Our Moon is extremely far away from other planets in solar system, which by the way have insignificant gravity compared to the Sun.
The only object that affects the Moon is the Earth (and Sun somewhat, but nowhere near the amount the Earth does).
You see, the gravitational pull decreases with the square of the distance, meaning if you increase the distance between two objects 10 times, gravitational pull will decrease 100 times.
Since Earth and Moon are very close to each other (in astronomical sense), Earths relatively small gravity strongly affects the Moon, but as you go further away, that effect wears off and by the time you reach, for example Jupiter's orbit, it is so small it can be neglected.

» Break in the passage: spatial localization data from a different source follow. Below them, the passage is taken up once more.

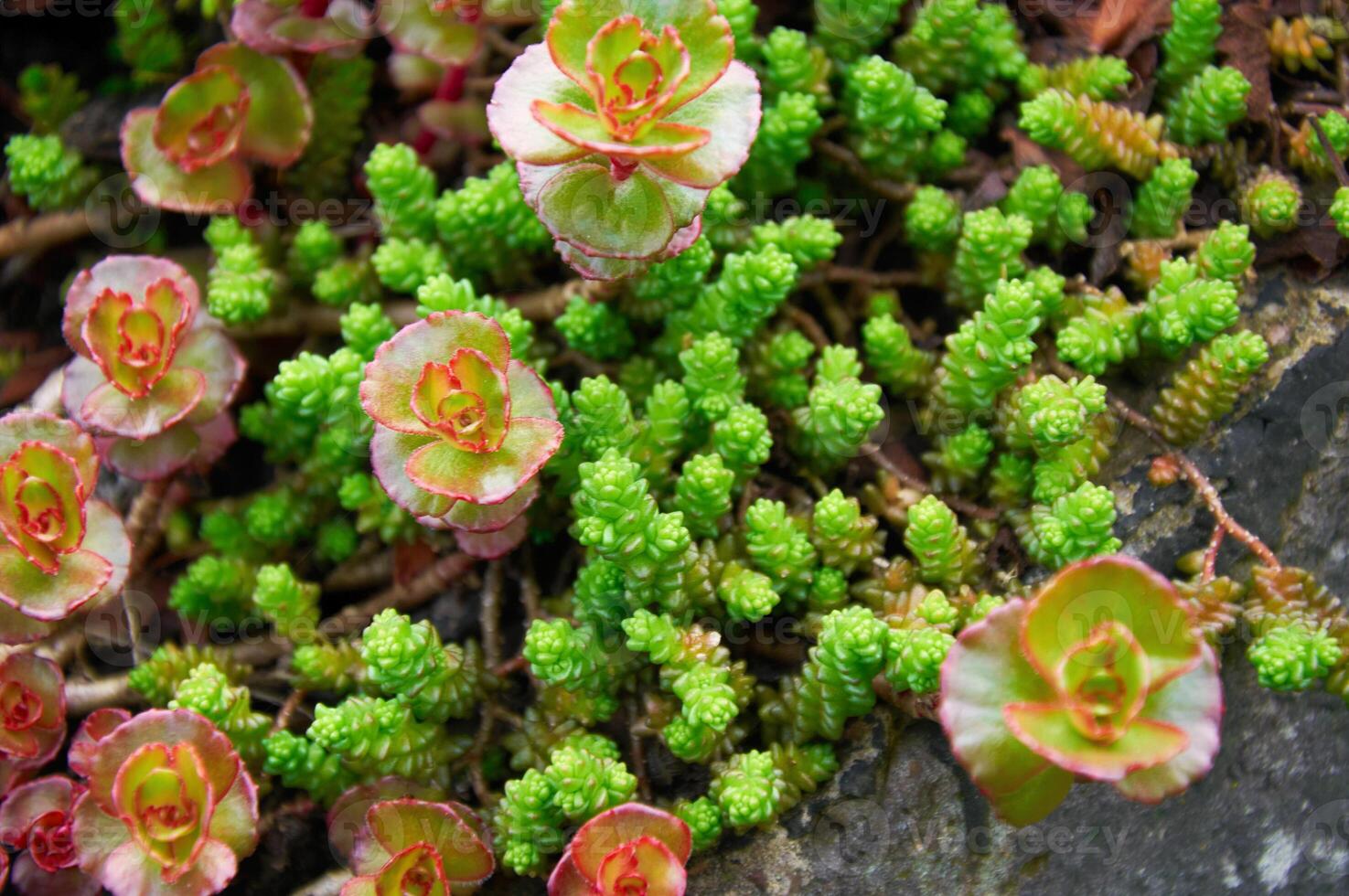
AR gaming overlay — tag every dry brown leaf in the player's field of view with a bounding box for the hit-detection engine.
[1048,0,1171,56]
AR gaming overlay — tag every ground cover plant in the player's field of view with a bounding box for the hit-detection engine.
[0,0,1349,896]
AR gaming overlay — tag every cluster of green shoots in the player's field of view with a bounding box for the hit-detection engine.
[0,0,1349,896]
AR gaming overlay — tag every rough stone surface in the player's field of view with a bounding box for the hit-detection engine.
[690,274,1349,896]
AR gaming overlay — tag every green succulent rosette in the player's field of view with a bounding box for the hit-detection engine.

You also must understand that even as you come closer to the center of the galaxy and the black hole in the middle, stars that are orbiting it are still very very far away from both each other and the black hole (a lot further than Earth from Moon, or even from the Sun).
You also must understand that relative size does not matter much.
For example artificial satellites orbiting Earth compared to Earth are a lot smaller than some stars orbiting black hole (relatively speaking of course), but they still don't fall down even though they are extremely close to it. Why? Because they are orbiting. They move pretty fast in one direction which enables them to continuously fall down without ever actually hitting the ground (without factoring in the atmospheric drag).
The exact same principle applies to stars orbiting black holes. They move forwards and continuously fall around the hole, but never hitting it.
The amount of gravitational pull doesn't matter. No matter how big it is, you only need to counter it with adequate forward motion and you're orbiting.